Junnan Li, Caiming Xiong|arXiv (Cornell University)|Sep 17, 2020
Machine Learning and Data Classification43 references35 citations
TL;DR

MoPro is a webly-supervised representation learning method that uses momentum prototypes to correct noisy labels and detect/remove out-of-distribution samples, achieving state-of-the-art results on WebVision and strong transfer to downstream tasks.

ABSTRACT

We propose a webly-supervised representation learning method that does not suffer from the annotation unscalability of supervised learning, nor the computation unscalability of self-supervised learning. Most existing works on webly-supervised representation learning adopt a vanilla supervised learning method without accounting for the prevalent noise in the training data, whereas most prior methods in learning with label noise are less effective for real-world large-scale noisy data. We propose momentum prototypes (MoPro), a simple contrastive learning method that achieves online label noise correction, out-of-distribution sample removal, and representation learning. MoPro achieves state-of-the-art performance on WebVision, a weakly-labeled noisy dataset. MoPro also shows superior performance when the pretrained model is transferred to down-stream image classification and detection tasks. It outperforms the ImageNet supervised pretrained model by +10.5 on 1-shot classification on VOC, and outperforms the best self-supervised pretrained model by +17.3 when finetuned on 1\% of ImageNet labeled samples. Furthermore, MoPro is more robust to distribution shifts.
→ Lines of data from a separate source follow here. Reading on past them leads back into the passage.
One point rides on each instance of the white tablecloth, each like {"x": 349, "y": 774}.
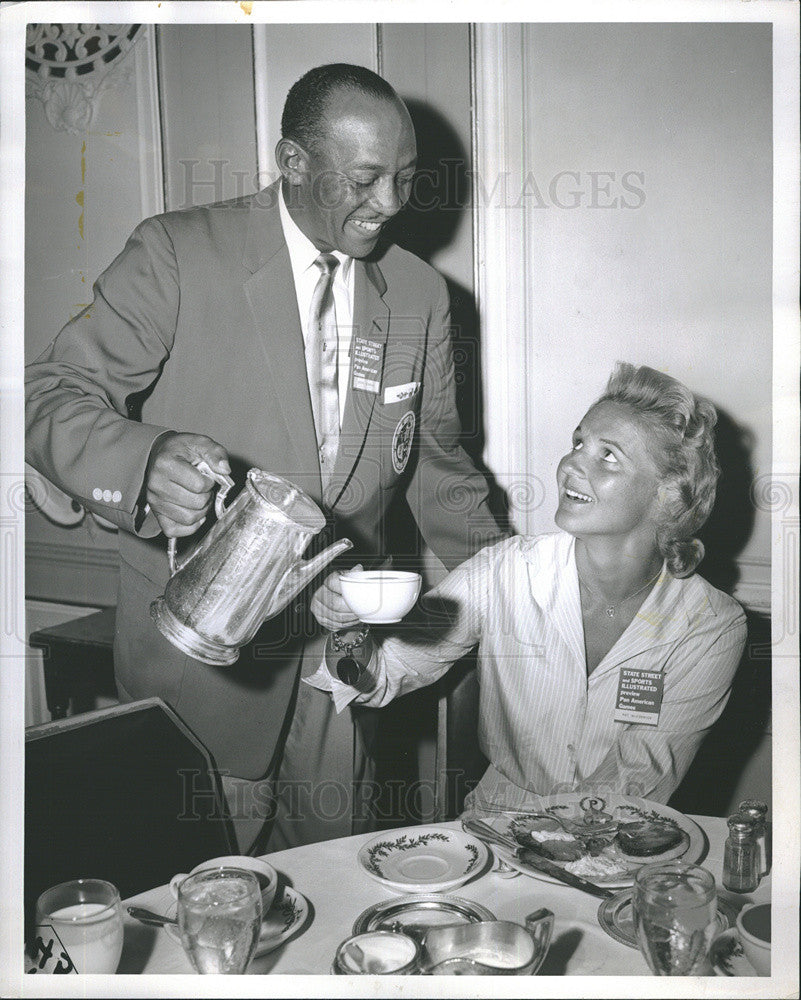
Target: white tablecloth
{"x": 338, "y": 890}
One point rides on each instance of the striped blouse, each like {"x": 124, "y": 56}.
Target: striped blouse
{"x": 544, "y": 725}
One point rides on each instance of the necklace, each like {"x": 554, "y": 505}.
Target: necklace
{"x": 611, "y": 609}
{"x": 349, "y": 670}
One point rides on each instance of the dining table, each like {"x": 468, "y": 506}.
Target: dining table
{"x": 337, "y": 890}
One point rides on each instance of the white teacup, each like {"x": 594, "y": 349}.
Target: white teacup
{"x": 753, "y": 927}
{"x": 380, "y": 596}
{"x": 266, "y": 874}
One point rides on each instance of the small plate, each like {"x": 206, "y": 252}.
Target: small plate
{"x": 727, "y": 956}
{"x": 616, "y": 917}
{"x": 284, "y": 917}
{"x": 569, "y": 807}
{"x": 423, "y": 859}
{"x": 418, "y": 912}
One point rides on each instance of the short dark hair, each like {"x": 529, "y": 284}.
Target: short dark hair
{"x": 304, "y": 109}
Code and pretrained models are available at https://github.com/salesforce/MoPro.

Motivation & Objective

  • Address annotation scalability in visual representation learning by leveraging webly-labeled data.
  • Develop a noise-robust, efficient learning framework that handles label noise and OOD samples in web data.
  • Improve downstream transfer performance for classification and detection using weakly-labeled web images.

Proposed method

  • Project images into embeddings with an encoder and normalize to a unit sphere.
  • Maintain momentum embeddings and momentum prototypes updated as moving averages.
  • Optimize prototypical contrastive loss and instance contrastive loss jointly, plus a cross-entropy loss on pseudo-labels.
  • Generate soft pseudo-labels by combining classifier predictions with prototype-based similarity, then convert to hard pseudo-labels with rules for noise correction and OOD removal.
  • Update class prototypes as moving averages of embedded samples assigned to each pseudo-label.
  • Remove OOD samples from citation-specific losses while keeping them in instance contrastive loss to push them away from in-distribution samples.

Experimental results

Research questions

  • RQ1Can momentum prototypes enable online correction of noisy web labels without additional clean-label data?
  • RQ2Do prototype-based corrections and OOD filtering improve weakly-supervised representation learning and downstream transfer performance?
  • RQ3How does MoPro compare to supervised and self-supervised baselines on upstream webly-labeled data and various downstream tasks?
  • RQ4Is MoPro robust to distribution shifts and capable of better calibration than alternatives?

Key findings

  • MoPro achieves state-of-the-art performance on WebVision for upstream webly-supervised learning.
  • MoPro substantially improves downstream representation learning for image classification and object detection, outperforming ImageNet-supervised pretraining in certain settings.
  • On low-shot transfer tasks, MoPro surpasses self-supervised methods and approaches supervised baselines when data and compute budgets are matched.
  • MoPro yields more robust and calibrated models under distribution shifts (ImageNet-R and ImageNet-A) compared to ImageNet-supervised baselines.
  • Ablation shows that prototypical loss, instance loss, and prototype-based pseudo-labels each contribute to MoPro’s gains.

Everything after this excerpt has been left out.